BEAT to a PULP: Hardboiled 2 follows the blood-soaked trail left behind by the 2011 award-winning collection, edited by David Cranmer and Scott D. Parker, and pumps out another thirteen knuckle-breaking, crime tales. With writers from the 1930s and 40s golden era of pulp (Paul S. Powers and Charles Boeckman) and modern hardboiled masters (Robert J. Randisi and Wayne D. Dundee), this wild bunch is set to blaze a rat-a-tat sweep across the pulp fiction landscape. Keeping the body count high are top-shelf stories from Jedidiah Ayres, Eric Beetner, Jen Conley, Matthew C. Funk, Edward A. Grainger, BV Lawson, Tom Roberts, Kieran Shea, and Jay Stringer.

All Due Respect


In 2010 the online crime fiction journal All Due Respect blasted its way across the internet leaving a trail of blood and mayhem. Written by some of the best up and coming authors on the crime fiction scene, the stories inside this volume will leave you breathless. A few of them may even make you sick to your stomach and then double check all your doors and windows before you go to sleep. These pages are filled with thugs, grifters, dope dealers, and killers who make no apologies about who they are or what they do. All Due Respect is about crime, not the solving of crime, not the bemoaning of crime, just the bad things that bad people do. So pull up a chair, grab a drink, and keep an eye on that guy in the corner as you read All Due Respect.

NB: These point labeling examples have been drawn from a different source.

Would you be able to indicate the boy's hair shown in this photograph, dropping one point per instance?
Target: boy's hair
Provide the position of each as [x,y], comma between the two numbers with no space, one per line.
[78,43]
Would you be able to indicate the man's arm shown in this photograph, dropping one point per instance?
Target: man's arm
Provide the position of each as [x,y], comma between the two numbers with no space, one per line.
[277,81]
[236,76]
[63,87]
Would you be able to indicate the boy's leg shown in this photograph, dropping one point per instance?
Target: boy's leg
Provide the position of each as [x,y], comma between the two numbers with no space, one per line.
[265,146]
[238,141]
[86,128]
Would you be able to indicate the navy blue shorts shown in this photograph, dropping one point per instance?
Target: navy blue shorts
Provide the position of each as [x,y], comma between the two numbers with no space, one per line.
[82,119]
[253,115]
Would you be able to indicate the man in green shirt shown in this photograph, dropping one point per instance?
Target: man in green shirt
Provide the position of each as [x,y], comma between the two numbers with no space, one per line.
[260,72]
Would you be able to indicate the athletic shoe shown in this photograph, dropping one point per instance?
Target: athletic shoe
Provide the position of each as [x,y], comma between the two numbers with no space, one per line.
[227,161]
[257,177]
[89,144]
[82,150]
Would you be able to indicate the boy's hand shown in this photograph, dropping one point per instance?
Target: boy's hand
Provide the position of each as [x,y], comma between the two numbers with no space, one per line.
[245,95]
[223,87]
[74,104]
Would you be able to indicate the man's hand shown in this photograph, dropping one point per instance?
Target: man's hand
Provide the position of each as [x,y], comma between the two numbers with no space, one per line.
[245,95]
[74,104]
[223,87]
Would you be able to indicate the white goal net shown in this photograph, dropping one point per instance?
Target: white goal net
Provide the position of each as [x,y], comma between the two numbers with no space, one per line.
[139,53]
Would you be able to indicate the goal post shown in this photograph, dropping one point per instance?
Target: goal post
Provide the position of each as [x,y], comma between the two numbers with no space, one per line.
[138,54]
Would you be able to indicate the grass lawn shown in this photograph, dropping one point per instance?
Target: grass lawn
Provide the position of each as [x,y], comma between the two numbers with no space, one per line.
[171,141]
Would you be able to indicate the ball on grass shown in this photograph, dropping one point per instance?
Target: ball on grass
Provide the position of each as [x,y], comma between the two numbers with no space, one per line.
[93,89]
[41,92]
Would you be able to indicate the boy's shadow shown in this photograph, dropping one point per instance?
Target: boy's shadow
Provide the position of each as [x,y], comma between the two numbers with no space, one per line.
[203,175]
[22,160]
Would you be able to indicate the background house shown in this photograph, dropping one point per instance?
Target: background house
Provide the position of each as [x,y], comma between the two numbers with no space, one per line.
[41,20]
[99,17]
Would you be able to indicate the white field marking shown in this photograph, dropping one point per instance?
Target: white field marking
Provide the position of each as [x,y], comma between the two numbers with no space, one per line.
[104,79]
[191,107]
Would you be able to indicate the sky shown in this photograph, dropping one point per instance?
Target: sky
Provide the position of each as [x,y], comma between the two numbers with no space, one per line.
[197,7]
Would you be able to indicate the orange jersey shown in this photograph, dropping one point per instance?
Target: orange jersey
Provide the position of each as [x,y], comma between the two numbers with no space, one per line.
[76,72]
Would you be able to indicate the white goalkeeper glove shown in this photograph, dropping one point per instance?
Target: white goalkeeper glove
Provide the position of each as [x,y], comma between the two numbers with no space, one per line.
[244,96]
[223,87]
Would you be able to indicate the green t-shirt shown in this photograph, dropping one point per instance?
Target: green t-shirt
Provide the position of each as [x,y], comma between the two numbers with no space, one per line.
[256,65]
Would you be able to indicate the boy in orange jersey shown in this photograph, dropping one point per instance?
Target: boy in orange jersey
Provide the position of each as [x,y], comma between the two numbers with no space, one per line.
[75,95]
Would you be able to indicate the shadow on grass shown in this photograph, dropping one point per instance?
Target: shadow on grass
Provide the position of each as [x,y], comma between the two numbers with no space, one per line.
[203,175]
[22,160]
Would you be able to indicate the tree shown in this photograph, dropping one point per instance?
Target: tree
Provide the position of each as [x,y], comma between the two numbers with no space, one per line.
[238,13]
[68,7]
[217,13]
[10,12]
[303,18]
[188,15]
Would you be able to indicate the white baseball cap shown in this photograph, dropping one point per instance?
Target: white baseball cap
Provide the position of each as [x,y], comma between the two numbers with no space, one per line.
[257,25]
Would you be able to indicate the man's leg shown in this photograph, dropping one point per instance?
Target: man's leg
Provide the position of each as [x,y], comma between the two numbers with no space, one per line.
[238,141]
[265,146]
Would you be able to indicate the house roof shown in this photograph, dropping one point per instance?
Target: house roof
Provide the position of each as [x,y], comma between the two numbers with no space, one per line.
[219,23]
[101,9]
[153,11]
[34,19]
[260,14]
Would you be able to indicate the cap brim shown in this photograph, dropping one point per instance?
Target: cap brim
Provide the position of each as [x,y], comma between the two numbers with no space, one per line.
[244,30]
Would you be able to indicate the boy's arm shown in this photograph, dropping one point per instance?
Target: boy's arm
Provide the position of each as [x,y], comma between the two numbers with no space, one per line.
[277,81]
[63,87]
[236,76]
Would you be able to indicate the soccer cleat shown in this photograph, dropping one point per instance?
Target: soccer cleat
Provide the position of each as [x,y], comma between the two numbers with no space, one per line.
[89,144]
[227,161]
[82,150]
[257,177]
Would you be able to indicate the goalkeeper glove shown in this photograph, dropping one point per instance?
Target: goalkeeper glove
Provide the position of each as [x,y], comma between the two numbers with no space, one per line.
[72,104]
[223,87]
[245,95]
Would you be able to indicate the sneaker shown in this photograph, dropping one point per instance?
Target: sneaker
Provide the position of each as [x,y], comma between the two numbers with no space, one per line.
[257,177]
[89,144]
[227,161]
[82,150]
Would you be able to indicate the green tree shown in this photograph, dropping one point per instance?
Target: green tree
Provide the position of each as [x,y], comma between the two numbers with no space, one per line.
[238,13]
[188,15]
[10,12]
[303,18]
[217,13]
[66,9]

Steel Heart by Thomas Pluck



Thomas Pluck writes unflinching fiction with heart. Here are ten tales of fierce emotion from the streets, the underbelly, and the house next door.
 

Kwik Krimes


Entire novels are often written about a single crime, detailing every gruesome, dark detail until the last drop of blood spatters across the page. Yet in this mystery anthology, renowned editor and author Otto Penzler weaves together to heart-stopping effect more than ninety tales of brutality, terror, and unexpected demise, with each story told in a swift one thousand words or less.

These crimes may be fast in both form and fallout, but none lack the dark impulses that too often guide human hands to ill ends. Prepare to be transported into the diabolical schemes of criminal masterminds…into robberies and pranks gone horribly awry…into closets crammed with skeletons…into families bound not by love but wickedness.

Authors include Peter Blauner, Ken Bruen, Rob W. Hart, K. A. Laity, Tasha Alexander, Patricia Abbott, Bruce DeSilva, Chuck Caruso, Gregory Gibson, Joe R. Lansdale, and many more.




The Beautiful That Awaits Us All by Laird Barron



Over the course of two award-winning collections and a critically acclaimed novel, The Croning, Laird Barron has arisen as one of the strongest and most original literary voices in modern horror and the dark fantastic. Melding supernatural horror with hardboiled noir, espionage, and a scientific backbone, Barron’s stories have garnered critical acclaim and have been reprinted in numerous year’s best anthologies and nominated for multiple awards, including the Crawford, International Horror Guild, Shirley Jackson, Theodore Sturgeon, and World Fantasy awards.

Barron returns with his third collection, The Beautiful Thing That Awaits Us All. Collecting interlinking tales of sublime cosmic horror, including “Blackwood’s Baby,” “The Carrion Gods in Their Heaven,” and “The Men from Porlock,” The Beautiful Thing That Awaits Us All delivers enough spine-chilling horror to satisfy even the most jaded reader.

1 comment:

John McFetridge said...

I liked Steel Hearts quite a bit. I haven't read any of the others yet.